Já a ex-ministra da Segurança Social, Ana Mendes Godinho, não tem dúvidas de que a mesa de Edmundo Martinho ultrapassou o mandato que lhe foi dado quando aprovou a internacionalização. Ana Mendes Godinho tem dito que apenas deu autorização à constituição da Santa Casa Global, com um capital social de cinco milhões de euros, e que a partir daí nenhuma decisão de investimento lhe foi comunicada. Diz, mesmo, que lhe foi prometida uma due diligence à compra da MCE, a empresa que venceu o concurso para explorar a lotaria no estado do Rio de Janeiro, mas que não a recebeu. E que só mais tarde soube que a compra tinha sido feita.
Edmundo Martinho rejeita a acusação de ter tomado decisões que comprometeram financeiramente a Santa Casa e argumenta que os investimentos (os valores previstos, não as operações concretas) estavam nos orçamentos e planos de atividades que a tutela aprovou. Martinho foi afastado da gestão da SCML em 2023, antes do fim do mandato, depois de Ana Mendes Godinho ter recebido um parecer do conselho de auditoria que sinalizou “pela primeira vez preocupação com a sustentabilidade financeira e o processo de internacionalização”, explicou a ex-ministra em maio no Parlamento.
A sucessora de Edmundo Martinho, Ana Jorge, pediu uma auditoria forense à expansão internacional e procurou desligar o interruptor que enviava dinheiro para a internacionalização, numa altura em que a Santa Casa sentia já dificuldades financeiras. Os resultados desta auditoria apontam para irregularidades (desconformidades) nos processos, projetos sem fundamento, criação de uma teia opaca de empresas, falhas de controlo e compliance prévia, gastos não justificados e contas secretas, entre outros. E até terá encontrado possíveis ligações financeiras ao crime organizado no Brasil que ficaram de fora da auditoria porque não foi encontrada documentação sobre alegados pagamentos.
Empresa controlada pela Santa Casa no Brasil tinha várias contas bancárias “secretas”

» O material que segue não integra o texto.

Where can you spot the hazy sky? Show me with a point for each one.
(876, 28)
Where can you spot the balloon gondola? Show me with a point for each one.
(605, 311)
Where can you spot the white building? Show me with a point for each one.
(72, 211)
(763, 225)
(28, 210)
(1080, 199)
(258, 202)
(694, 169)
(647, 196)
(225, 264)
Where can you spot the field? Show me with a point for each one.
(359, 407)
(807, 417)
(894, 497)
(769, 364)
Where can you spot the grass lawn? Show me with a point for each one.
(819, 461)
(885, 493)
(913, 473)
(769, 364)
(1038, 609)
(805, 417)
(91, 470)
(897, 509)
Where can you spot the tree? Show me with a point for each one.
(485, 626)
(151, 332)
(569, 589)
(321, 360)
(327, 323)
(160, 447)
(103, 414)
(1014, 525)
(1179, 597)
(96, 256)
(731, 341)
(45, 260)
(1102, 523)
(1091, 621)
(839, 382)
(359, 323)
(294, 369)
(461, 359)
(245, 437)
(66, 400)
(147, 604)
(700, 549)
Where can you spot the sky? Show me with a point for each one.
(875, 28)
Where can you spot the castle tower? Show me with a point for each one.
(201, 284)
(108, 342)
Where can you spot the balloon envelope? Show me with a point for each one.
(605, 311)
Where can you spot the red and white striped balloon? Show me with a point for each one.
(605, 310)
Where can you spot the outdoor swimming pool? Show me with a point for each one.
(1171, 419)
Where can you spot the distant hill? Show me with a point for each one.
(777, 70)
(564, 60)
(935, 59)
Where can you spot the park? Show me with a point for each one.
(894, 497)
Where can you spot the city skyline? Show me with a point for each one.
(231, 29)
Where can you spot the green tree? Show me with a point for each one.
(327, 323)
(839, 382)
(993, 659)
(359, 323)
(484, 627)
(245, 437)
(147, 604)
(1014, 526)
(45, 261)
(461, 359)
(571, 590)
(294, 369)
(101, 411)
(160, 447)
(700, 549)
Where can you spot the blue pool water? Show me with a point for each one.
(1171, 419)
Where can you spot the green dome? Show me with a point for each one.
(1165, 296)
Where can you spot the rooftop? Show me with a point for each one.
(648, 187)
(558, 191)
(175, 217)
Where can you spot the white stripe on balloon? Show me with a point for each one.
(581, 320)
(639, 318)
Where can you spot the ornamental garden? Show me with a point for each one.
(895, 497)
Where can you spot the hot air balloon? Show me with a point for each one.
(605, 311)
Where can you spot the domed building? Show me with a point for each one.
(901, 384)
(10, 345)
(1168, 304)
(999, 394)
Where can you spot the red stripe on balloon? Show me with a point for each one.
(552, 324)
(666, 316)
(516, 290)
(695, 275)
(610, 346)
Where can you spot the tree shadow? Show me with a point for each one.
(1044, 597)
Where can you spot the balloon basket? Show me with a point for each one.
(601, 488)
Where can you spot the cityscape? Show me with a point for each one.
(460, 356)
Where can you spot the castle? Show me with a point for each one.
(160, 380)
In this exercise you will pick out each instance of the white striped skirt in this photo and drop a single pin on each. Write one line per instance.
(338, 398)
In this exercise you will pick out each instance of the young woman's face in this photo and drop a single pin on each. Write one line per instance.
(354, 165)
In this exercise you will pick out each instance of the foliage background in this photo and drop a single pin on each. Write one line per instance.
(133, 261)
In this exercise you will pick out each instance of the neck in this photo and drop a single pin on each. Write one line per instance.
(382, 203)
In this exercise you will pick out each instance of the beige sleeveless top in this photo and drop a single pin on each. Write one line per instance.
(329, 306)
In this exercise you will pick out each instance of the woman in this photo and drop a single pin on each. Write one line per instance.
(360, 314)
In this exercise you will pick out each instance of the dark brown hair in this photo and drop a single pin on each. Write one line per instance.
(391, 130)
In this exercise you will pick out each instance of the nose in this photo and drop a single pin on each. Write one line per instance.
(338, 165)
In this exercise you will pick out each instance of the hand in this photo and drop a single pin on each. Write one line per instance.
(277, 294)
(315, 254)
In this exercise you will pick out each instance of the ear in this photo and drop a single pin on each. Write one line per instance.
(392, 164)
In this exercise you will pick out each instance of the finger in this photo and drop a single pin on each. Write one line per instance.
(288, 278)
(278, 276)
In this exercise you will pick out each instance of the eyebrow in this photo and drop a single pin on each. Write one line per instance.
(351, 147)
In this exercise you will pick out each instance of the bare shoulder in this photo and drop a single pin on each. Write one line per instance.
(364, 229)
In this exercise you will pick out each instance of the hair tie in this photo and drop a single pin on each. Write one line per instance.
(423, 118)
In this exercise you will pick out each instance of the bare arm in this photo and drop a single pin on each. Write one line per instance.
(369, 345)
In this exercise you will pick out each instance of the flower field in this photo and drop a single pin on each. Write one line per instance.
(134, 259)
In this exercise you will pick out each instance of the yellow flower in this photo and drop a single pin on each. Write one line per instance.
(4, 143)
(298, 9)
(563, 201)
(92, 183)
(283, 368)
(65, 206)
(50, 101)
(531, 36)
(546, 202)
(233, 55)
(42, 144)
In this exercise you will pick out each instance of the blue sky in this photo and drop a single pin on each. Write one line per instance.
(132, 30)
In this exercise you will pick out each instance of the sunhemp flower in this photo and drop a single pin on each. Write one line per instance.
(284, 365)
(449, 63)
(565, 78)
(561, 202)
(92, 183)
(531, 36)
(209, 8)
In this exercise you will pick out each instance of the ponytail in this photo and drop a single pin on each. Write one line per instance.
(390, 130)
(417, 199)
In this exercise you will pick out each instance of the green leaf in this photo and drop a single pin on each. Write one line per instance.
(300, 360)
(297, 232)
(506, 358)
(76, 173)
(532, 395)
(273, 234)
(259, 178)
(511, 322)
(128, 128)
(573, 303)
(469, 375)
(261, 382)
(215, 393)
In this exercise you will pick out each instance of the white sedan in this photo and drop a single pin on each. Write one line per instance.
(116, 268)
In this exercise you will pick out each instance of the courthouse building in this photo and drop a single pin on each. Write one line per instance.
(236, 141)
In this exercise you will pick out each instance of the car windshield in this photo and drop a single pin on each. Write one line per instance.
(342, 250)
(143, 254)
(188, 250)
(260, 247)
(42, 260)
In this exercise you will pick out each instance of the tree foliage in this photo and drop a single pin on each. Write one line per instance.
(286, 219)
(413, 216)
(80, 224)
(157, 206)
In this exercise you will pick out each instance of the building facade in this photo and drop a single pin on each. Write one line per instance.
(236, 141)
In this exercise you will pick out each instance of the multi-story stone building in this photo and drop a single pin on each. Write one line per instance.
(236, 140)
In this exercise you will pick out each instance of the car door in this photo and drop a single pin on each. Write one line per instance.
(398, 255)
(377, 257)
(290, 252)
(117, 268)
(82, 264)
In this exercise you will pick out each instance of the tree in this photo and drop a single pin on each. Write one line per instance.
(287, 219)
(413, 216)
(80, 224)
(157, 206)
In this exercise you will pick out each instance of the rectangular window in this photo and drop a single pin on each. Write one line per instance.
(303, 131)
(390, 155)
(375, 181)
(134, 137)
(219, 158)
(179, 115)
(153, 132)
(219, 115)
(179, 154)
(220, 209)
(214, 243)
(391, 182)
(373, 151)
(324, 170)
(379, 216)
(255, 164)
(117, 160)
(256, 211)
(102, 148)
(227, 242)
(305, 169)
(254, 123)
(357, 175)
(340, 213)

A estratégia de saída rápida do Brasil, mercado onde se concentram as falhas e irregularidades, mereceu duras críticas da nova ministra da Segurança Social, Rosário Palma Ramalho, que imputa mais perdas a esta abordagem.
Rosário Palma Ramalho foi especialmente dura nas justificações para exonerar a mesa presidida por Ana Jorge, que acusou de falta de colaboração, ocultação de informação e ter falhado a apresentação de um plano de reestruturação quantificado e fundamentado. “A provedora encontrou um cancro financeiro, mas tratou-o com paracetamol”, atirou.
Ana Jorge respondeu, revelando uma lista de mais de 30 documentos exigidos de um dia para o outro, e deixando no ar a ideia de que a ministra poderia defender a realização de despedimentos na Santa Casa. E exigiu que Palma Ramalho provasse a acusação feita à anterior mesa de ter tirado proveitos próprios da instituição.
Ainda que sem a gravidade e dimensão da expansão internacional, ficou por explicar o grau de envolvimento do filho de Edmundo Martinho na decisão de apostar no negócio dos NFT. Segundo foi noticiado em maio, o filho trabalhava na empresa que foi escolhida pela Santa Casa para prestar o serviço de conversão das criptomoedas em euros. No Parlamento, Edmundo Martinho disse que a empresa era a única autorizada na altura a fazer essas conversões e que, “coincidência das coincidências”, era onde o filho trabalhava.
Da audição da vice-provedora que se demitiu — Ana Vitória Azevedo — surgiu ainda a dúvida sobre quem na hierarquia da mesa da Santa Casa tinha a responsabilidade por acompanhar mais de perto a área internacional.